We often translate the word "kata" as "form". As is often the case there are many other ways to translate it, depending on context. But for our purposes in the martial arts, "form" seems to be agreed upon.
But what is a form? If I say "form", this being April most American adults are likely to think of a piece of paper -- or a computer screen or web site -- where we put in a bunch of numbers and figure out how much money we owe to the government. Or we might think of form as being the external appearance of things, sort of the polar opposite of substance.
But there's another meaning for "form". When you're pouring concrete, for example, you build a frame out of wood to hold it in place. If you didn't do that, the concrete would just slump over and spread out all over the place. It wouldn't take the shape you want.
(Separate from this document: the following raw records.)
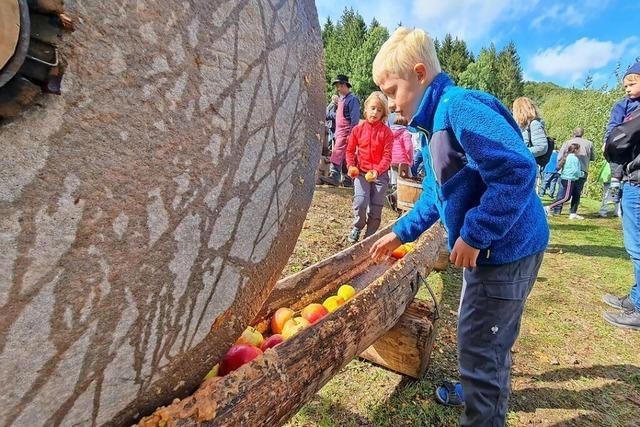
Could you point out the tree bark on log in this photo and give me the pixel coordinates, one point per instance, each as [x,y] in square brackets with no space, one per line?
[272,388]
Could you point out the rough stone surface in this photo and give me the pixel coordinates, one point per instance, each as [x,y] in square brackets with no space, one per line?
[159,195]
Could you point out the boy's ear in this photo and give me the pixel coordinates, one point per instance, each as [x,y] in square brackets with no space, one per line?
[421,71]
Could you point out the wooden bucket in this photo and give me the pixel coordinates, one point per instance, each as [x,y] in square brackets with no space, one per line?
[409,191]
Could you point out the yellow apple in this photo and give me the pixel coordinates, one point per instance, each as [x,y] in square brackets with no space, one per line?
[346,292]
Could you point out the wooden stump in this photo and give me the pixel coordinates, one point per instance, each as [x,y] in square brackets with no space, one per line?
[442,263]
[406,348]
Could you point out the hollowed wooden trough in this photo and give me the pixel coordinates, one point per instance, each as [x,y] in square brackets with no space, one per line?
[273,387]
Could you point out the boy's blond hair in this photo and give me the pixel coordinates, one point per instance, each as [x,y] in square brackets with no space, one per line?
[525,111]
[402,51]
[377,95]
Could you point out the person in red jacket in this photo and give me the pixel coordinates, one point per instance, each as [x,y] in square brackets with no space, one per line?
[368,160]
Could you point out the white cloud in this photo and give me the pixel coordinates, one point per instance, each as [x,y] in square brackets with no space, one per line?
[468,19]
[574,61]
[566,15]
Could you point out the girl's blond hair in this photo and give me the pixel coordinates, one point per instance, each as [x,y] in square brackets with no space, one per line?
[402,51]
[525,111]
[379,96]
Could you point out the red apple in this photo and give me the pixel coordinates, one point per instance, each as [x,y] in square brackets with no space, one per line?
[251,336]
[279,318]
[237,356]
[272,341]
[293,326]
[332,303]
[313,312]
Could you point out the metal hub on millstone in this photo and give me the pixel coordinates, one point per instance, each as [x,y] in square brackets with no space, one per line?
[30,64]
[14,37]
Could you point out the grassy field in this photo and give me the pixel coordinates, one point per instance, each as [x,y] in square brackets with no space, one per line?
[570,367]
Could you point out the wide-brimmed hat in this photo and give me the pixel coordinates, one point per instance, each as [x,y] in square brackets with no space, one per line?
[341,78]
[634,69]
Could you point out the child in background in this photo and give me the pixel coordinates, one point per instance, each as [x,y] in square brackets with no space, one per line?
[480,181]
[571,172]
[368,160]
[608,196]
[401,156]
[550,178]
[419,141]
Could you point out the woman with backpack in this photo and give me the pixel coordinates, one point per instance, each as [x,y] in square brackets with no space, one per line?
[528,118]
[527,115]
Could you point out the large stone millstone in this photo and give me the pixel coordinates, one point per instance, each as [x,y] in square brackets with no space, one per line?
[160,194]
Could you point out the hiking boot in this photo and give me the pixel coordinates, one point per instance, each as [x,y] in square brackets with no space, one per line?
[621,303]
[354,236]
[629,319]
[393,202]
[330,180]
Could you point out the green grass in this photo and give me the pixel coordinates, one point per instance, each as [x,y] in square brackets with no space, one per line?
[570,367]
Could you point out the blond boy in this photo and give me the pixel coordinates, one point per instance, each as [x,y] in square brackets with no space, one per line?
[480,184]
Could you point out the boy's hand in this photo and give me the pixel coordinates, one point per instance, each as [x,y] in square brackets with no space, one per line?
[383,247]
[371,176]
[464,255]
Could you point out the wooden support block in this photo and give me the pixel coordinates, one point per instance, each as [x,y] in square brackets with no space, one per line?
[442,263]
[406,348]
[323,168]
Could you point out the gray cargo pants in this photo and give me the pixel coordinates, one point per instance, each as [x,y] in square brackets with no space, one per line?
[368,200]
[491,306]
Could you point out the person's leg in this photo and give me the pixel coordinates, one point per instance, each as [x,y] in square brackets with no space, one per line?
[564,194]
[544,184]
[417,161]
[606,198]
[488,324]
[377,197]
[361,189]
[631,234]
[346,179]
[553,185]
[630,318]
[575,195]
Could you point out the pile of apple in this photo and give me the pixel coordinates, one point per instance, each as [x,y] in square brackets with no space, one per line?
[284,325]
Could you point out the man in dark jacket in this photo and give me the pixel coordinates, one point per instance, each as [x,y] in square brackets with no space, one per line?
[347,116]
[630,303]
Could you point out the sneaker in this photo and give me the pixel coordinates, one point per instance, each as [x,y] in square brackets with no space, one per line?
[354,235]
[621,303]
[628,319]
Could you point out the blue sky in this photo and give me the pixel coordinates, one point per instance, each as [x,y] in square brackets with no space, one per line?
[558,41]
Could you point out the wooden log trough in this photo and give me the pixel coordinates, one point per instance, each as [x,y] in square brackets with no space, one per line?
[273,387]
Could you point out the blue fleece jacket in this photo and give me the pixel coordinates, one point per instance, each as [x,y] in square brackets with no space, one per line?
[480,176]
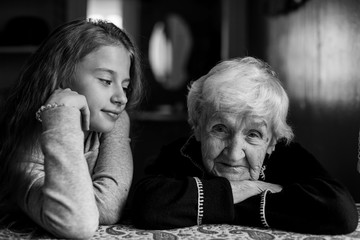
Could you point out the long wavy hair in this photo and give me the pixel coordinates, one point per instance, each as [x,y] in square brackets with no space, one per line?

The frame, the form, acts like a mold and gives shape to the material. The old kanji for kata -- 型 -- includes the ideogram for earth, because the most primitive way to use this sort of form is in packed earth construction.
In the arts that use kata -- which includes not just Japanese and Okinawan martial arts but also things like kabuki and chado (the tea ceremony) -- *you* are the material.
A kata is something that shapes your practice, shapes you. That's important. It's not a static thing that exists independent of you. When you do a kata, it acts back on you. It literally shapes you. If you keep doing a kata, it will strengthen certain muscles, change your nervous system, train your brain to respond in certain ways.
But the only way a kata is useful is when you do it. Talking about a kata doesn't shape your karate. And it's not enough to have memorized it. That's just knowing the shape of the mold. It's no good to have the form over here, and the substance, the material, over here, outside of it. You have to put the material -- that's you -- into the form -- that's the kata.
With concrete, we do that once, and let it set for a long time until it hardens. But people are a little more complicated! So we have to keep going back into the form. We have to keep doing the kata, so that it can shape us. Over and over, for years.
Without that, our training just slumps over and spreads out all over the place, and doesn't take the shape we want.